Le Centre de Documentation historique de la Défense a, en effet, retrouvé la "fiche matriculaire" de cet Anversois, né le 22 avril 1930, dont l’itinéraire étonnant a été raconté dans les colonnes de "La Libre Belgique" les 4 et 5 janvier derniers.

La fiche confirme ce qu’on savait déjà, à savoir que le jeune Belge portait le nom de sa mère, Madeleine Schoeters, et que son père était de nationalité étrangère. Mais elle révèle aussi que Schoeters, astreint à un service militaire de douze mois, a été réformé pour des raisons médicales.

Schoeters (alors domicilié à Ixelles, au 56, rue de la Longue Haie) s’est présenté le 3 janvier 1951 au Petit Château, le centre de sélection des futurs miliciens. Il a été envoyé en observation à l’hôpital militaire de Bruxelles qui l’a déclaré inapte au service militaire, "définitivement", le 12 janvier.
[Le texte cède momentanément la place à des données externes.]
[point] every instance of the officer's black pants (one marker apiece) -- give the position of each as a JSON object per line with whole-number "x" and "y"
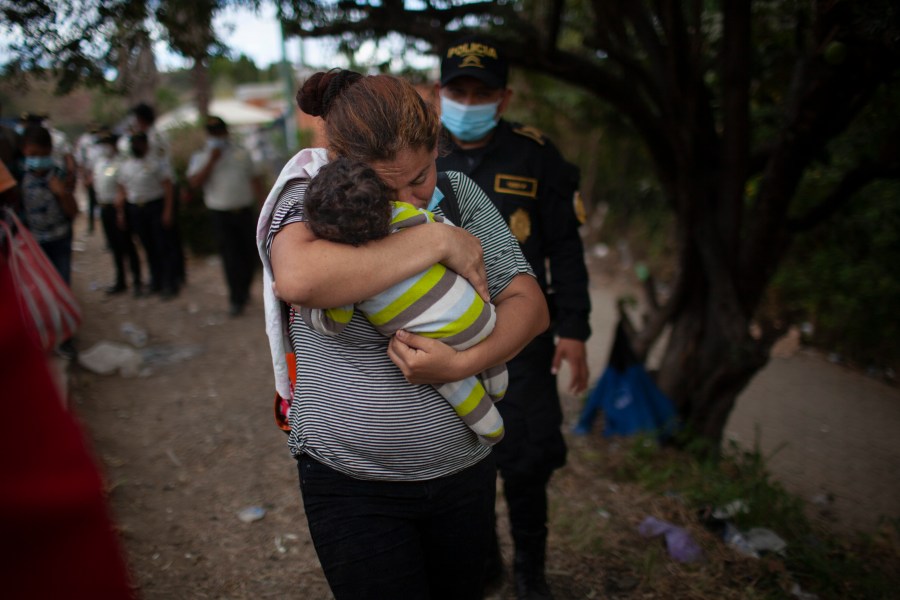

Celui qui a affirmé au Québec s’être battu dans la résistance belge pendant la Seconde Guerre mondiale, sans jamais pouvoir être reconnu comme tel après la guerre, n’a donc pas fait son service militaire en Belgique.

Cette information est intéressante, car la littérature sur l’histoire du FLQ le présente comme le logisticien, voire comme l’artificier du groupe qui allait commettre plusieurs attentats à partir des années 60. On peut donc supposer que les capacités militaires de Schoeters ont été acquises lorsque le révolutionnaire belge s’est déplacé à Cuba, puis chez les Fedayins en Tunisie et en Algérie, au cours de divers séjours entre 1959 et 1962.
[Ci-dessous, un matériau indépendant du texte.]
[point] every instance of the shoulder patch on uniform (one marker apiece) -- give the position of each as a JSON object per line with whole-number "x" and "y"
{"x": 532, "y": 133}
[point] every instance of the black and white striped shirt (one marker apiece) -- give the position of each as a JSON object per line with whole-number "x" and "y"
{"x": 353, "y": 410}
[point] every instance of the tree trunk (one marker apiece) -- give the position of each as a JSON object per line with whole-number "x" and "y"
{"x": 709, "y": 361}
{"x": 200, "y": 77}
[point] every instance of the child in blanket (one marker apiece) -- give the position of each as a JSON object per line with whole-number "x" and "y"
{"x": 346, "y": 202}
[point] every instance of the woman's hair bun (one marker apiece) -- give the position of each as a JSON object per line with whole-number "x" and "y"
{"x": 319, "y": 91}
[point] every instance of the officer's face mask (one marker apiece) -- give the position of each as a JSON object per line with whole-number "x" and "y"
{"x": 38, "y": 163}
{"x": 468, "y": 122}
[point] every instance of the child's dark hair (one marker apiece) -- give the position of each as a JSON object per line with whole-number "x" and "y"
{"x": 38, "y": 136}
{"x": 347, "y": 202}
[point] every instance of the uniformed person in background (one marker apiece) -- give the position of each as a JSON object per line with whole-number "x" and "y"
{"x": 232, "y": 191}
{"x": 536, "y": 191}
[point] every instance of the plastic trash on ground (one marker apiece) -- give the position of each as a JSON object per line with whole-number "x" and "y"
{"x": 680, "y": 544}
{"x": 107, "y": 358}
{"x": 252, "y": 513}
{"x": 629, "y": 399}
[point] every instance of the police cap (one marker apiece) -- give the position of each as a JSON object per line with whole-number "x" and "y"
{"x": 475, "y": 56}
Sans réelle attache en Belgique, désireux de refaire sa vie, Schoeters avait émigré au Canada en 1951. Il s’est radicalisé au Québec, fasciné par Fidel Castro et Che Guevara.

Les historiens de la Défense nationale doutent que Schoeters ait pu faire partie de la résistance belge, même s’il existe quelques cas de jeunes adolescents qui ont été reconnus par la suite comme résistants. "On tombe régulièrement sur des cas de gens qui ont raconté des histoires", nous dit un historien militaire. "Vu l’âge de Schoeters pendant la guerre et sa réforme médicale, j’ai de forts doutes." Par ailleurs, les archives de la Witte Brigade à Anvers et du Groupe G, duquel Schoeters se revendiquait, ne contiennent pas de références au jeune Anversois.

Alors, Schoeters s’est-il bâti un mythe personnel pour épater ses collègues révolutionnaires québécois ? C’est possible.

Le chanoine François Houtart, qui l’a connu dans les années cinquante, n’exclut pas cette hypothèse. "Il avait certainement besoin de compensation en termes de reconnaissance sociale. Mais on ne peut exclure totalement quelques actions de transmission" pendant la seconde guerre, réagit François Houtart. Ce mystère-là demeure.